I love this quote by Lowell Thomas.
I’ve been trying lately to push myself. Push myself beyond what I think in my mind that I am capable of. Push my body to do more than I have in the past. We give ourselves such limits! “I can’t do that.” “I can’t eat healthy, it’s too difficult and inconvenient.” “I’m not smart enough.” “Jog? I can barely walk!”
That last one was me.
When I first started exercising in 2008, I could barely walk a mile. I would come back from my walk red faced, out of breath and exhausted. But I kept at it. I’d walk a little farther or a little longer each time. I slowly built up my endurance until I was walking mileS, not one mile in 20+ minutes.

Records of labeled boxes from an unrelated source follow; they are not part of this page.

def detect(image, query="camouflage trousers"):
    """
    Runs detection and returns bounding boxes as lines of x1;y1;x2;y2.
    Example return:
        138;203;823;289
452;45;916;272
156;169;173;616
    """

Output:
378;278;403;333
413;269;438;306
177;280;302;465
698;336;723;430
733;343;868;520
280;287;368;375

Later on I read about the Couch to 5k program. The idea of running intrigued me and I knew that I wanted to be in shape enough to RUN. I completed the program. I hated it, and I loved it at the same time. It was pushing me beyond what I thought was possible for my body. All in all, I think my body could do have run at 5k at the beginning of the program, but it was my mind I had to convince.

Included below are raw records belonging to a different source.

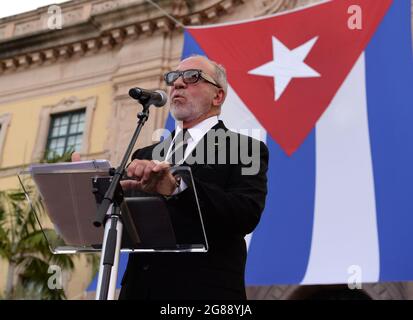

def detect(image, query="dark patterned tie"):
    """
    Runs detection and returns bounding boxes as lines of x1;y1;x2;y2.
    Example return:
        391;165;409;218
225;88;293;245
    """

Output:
166;129;191;165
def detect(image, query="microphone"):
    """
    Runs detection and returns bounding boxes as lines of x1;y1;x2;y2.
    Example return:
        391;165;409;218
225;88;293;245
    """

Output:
129;88;168;107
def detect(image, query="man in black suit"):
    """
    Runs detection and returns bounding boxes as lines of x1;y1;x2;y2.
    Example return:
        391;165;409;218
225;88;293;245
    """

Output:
119;56;268;300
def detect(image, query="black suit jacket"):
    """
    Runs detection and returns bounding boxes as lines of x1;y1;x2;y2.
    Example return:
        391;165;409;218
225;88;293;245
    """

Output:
119;121;268;300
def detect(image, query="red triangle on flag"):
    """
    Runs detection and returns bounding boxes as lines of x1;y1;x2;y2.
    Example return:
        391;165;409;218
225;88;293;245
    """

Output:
188;0;392;155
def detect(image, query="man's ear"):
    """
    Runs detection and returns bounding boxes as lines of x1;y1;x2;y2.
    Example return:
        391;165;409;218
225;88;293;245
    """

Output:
212;88;225;106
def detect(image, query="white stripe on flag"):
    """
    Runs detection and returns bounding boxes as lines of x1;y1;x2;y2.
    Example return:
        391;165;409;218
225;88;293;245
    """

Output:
302;53;380;284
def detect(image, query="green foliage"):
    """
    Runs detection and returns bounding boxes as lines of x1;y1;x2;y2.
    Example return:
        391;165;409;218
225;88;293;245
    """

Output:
0;190;74;299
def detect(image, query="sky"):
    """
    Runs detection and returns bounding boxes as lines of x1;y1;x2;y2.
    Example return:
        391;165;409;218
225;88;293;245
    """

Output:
0;0;67;18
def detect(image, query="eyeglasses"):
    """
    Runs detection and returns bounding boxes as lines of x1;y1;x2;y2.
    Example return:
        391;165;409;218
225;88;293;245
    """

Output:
164;69;221;88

I had put such limitations on what I thought I could do. I was capable of so much more, and I didn’t even know it.
I’m not saying running, or losing weight, or trying to be healthy is easy… far from it! These are some of the hardest things I’ve ever done in my life. But they are doable. You have to put a little faith in yourself, open yourself up to the possibility that you can do things your mind put limits on before.

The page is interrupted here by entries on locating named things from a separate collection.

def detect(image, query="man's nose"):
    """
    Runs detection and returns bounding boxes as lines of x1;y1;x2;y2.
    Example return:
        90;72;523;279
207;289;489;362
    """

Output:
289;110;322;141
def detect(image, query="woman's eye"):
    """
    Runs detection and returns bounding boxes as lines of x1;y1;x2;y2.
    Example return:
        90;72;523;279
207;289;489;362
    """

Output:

Right now, my goal for running is to complete a 1/2 marathon training program. 13.1 miles. I’ve never run farther than 5-6 miles in my life! Even as I sit writing this it is hard to wrap my mind around running that far. I have so many fears about failing, at being too weak to complete the training or the eventual race. Am I pushing myself too hard? Will I exacerbate my Lupus? I will be smart about this training, I won’t turn a blind eye to my body or how I’m feeling… but I do know I am stronger than what my fears keep telling me.
So, today I’m going to do a little more than I think I possibly can… how about you?